Through building relationships with the growers, the company believes it allows them to ensure that their suppliers are living up to their stringent standards of product quality and employee conditions. When suppliers fail to meet objectives, the goal is not to discard, but to strengthen, train, teach and develop.
In addition to specific sustainability objectives, Keurig is encouraging its employees to live the change the company aspires to accomplish. Part of the company mission is to achieve workforce engagement through inspiring employees to connect to the issues they are passionate about in their own communities. The company’s core belief is that they:
“brew a better world, using the power of business to make the world a better place. When our people thrive, our business thrives. And so do our communities” (“Engaging Our People”).
For example, in 2014, over 400 Keurig employees were engaged in the removal of tires, rubbish and debris from waterways, successfully contributing to the removal of 17,100 pounds of matter contributing to marine pollution. The company’s Community Action for Employees program, pays employees to participate in volunteer programs of their choice. Each full-time employee can get paid up to 52 hours towards volunteering.

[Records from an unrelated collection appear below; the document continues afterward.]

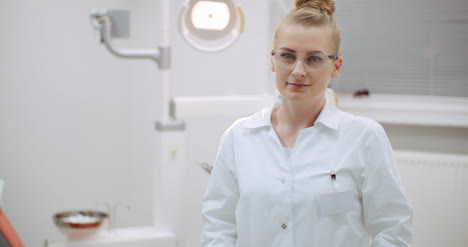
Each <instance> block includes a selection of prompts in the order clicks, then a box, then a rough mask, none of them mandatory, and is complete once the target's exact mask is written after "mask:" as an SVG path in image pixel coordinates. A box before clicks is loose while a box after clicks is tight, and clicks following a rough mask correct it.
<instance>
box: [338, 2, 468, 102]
mask: <svg viewBox="0 0 468 247" xmlns="http://www.w3.org/2000/svg"><path fill="white" fill-rule="evenodd" d="M335 15H336V18H337V22H338V24H339V26H340V28H341V31H342V44H341V55H342V56H343V59H344V64H343V68H342V72H341V75H340V77H339V78H338V79H336V80H334V81H332V82H331V86H332V87H333V88H334V89H335V90H336V91H337V92H342V93H353V92H356V91H357V90H360V89H368V90H369V92H370V93H371V94H372V93H384V94H415V95H436V96H455V97H468V1H467V0H445V1H440V0H411V1H406V0H404V1H403V0H392V1H384V0H351V1H349V0H348V1H337V10H336V13H335Z"/></svg>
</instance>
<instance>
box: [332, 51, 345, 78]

In 2014, employees spent 57,000 hours volunteering.
Although the K-Cup is clearly creating an environmental problem, it appears that Keurig is deeply committed to resolving the problem through a series of integrated efforts geared toward eliminating the nonrecyclable and nonbiodegradable issues associated with their K-Cups.
The problem became clear once their brewing appliances exploded on the global beverage scene. Creating customized beverages has become a fixture both in national and international business and residential settings. They are taking their environmental responsibilities seriously, and it appears the end is in sight.